The first illustrated history of the people, machines, facilities, and operations that made Chicago the hub around which an entire continent's rail industry still revolves. In the mid-nineteenth century, Chicago's central location in the expanding nation helped establish it as the capital of the still-new North American railroad industry. As the United States expanded westward, new railroads and rail-related companies like Pullman established their headquarters in the Windy City, while eastern railroads found their natural western terminals there. Historically, railroads that tried to avoid Chicago failed. While the railroad industry has undergone dramatic changes over the course of its existence, little has changed regarding Chicago's status as the nation's railroad hub. In Chicago: America's Railroad Capital, longtime, prolific railroading author and photographer Brian Solomon - joined by a cast of respected rail journalists - examines this sprawling legacy of nearly 180 years, not only showing how the railroad has spurred the city's growth, but also highlighting the city's railroad workers throughout history, key players in the city and the industry, and Chicago's great interurban lines, fabulous passenger terminals, vast freight-processing facilities, and complex modern operations. Illustrated with historical and modern photography and specially commissioned maps, Chicago: America's Railroad Capital also helps readers understand how Chicago has operated - and continues to operate - as the center of a nationwide industry that is an essential cog in the country's commerce.
Brian Solomon is one of today's most accomplished railway historians. He has authored more than thirty books about railroads and locomotive power, and his writing and photography have been featured in the world's top rail publications, including Trains, Railway Age, Passenger Train Journal, and RailNews. He divides his time between Massachusetts and Ireland.
Brian Solomon is the author of more than 40 books on locomotives and railroading.

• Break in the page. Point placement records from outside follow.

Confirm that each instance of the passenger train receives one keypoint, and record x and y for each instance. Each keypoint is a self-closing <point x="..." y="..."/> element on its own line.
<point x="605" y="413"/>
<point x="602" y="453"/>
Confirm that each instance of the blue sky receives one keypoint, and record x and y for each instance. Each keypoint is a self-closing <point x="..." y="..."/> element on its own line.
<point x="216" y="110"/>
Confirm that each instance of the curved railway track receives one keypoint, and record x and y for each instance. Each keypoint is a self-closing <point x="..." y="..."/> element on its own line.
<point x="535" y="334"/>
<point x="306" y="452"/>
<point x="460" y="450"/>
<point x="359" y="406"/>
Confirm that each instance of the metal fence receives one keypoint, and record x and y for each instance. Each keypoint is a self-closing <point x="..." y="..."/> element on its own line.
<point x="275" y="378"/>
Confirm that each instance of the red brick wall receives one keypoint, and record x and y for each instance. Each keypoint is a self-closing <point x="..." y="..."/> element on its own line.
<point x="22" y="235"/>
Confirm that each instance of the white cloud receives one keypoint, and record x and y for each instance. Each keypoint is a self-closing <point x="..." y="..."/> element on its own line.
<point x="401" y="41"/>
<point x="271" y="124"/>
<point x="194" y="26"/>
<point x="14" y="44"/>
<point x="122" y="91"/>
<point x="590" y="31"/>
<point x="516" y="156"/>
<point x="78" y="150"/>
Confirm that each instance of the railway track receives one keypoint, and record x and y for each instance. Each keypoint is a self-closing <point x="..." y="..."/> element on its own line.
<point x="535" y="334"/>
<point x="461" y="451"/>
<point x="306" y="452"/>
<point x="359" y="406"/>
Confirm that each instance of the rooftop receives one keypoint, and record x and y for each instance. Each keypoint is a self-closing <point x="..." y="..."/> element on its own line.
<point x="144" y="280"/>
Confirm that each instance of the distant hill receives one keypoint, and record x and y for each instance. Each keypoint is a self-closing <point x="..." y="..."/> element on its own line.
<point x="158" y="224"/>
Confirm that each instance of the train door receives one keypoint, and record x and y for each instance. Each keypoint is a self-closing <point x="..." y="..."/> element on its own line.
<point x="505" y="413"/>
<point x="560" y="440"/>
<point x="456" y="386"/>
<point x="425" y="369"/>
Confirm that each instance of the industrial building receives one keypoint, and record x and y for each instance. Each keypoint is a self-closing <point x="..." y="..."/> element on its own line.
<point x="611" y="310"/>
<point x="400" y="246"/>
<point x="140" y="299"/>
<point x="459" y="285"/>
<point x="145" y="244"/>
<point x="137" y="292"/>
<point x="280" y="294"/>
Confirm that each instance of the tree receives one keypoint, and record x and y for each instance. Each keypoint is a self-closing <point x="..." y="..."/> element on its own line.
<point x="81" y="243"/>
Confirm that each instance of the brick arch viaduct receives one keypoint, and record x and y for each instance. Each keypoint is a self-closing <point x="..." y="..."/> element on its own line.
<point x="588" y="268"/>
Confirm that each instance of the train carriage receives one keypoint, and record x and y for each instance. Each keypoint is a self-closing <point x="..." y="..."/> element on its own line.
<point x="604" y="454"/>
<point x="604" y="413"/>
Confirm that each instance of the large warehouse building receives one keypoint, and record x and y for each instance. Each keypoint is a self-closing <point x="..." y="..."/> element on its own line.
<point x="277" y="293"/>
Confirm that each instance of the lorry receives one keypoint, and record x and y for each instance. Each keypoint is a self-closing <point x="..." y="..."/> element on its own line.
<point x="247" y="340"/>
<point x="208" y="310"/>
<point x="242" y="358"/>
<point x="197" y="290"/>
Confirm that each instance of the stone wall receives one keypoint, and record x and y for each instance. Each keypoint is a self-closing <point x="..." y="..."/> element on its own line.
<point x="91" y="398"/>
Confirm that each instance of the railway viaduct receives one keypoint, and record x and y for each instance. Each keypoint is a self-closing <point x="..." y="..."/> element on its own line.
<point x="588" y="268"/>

He splits his time between Monson, Massachusetts, and Dublin, Ireland.
Michael W. Blaszak was born into a Pennsylvania Railroad family in Chicago, his grandmother having gone to work in the 12th Street Coach Yard during the Depression. After graduating from law school, he joined the Santa Fe Railway. Throughout his legal career, he has represented many Class 1, short-line, and passenger railroads, as well as writing numerous articles about the railroad industry and taking railroad photographs for nearly 50 years.
Chris Guss has been writing about rail-related topics for over 20 years and photographing trains for almost 30 years. After graduating college, he worked in various operations and management positions for several railroads before becoming a freelance writer and photographer. Born in St. Louis, he has called Chicago home since 2000.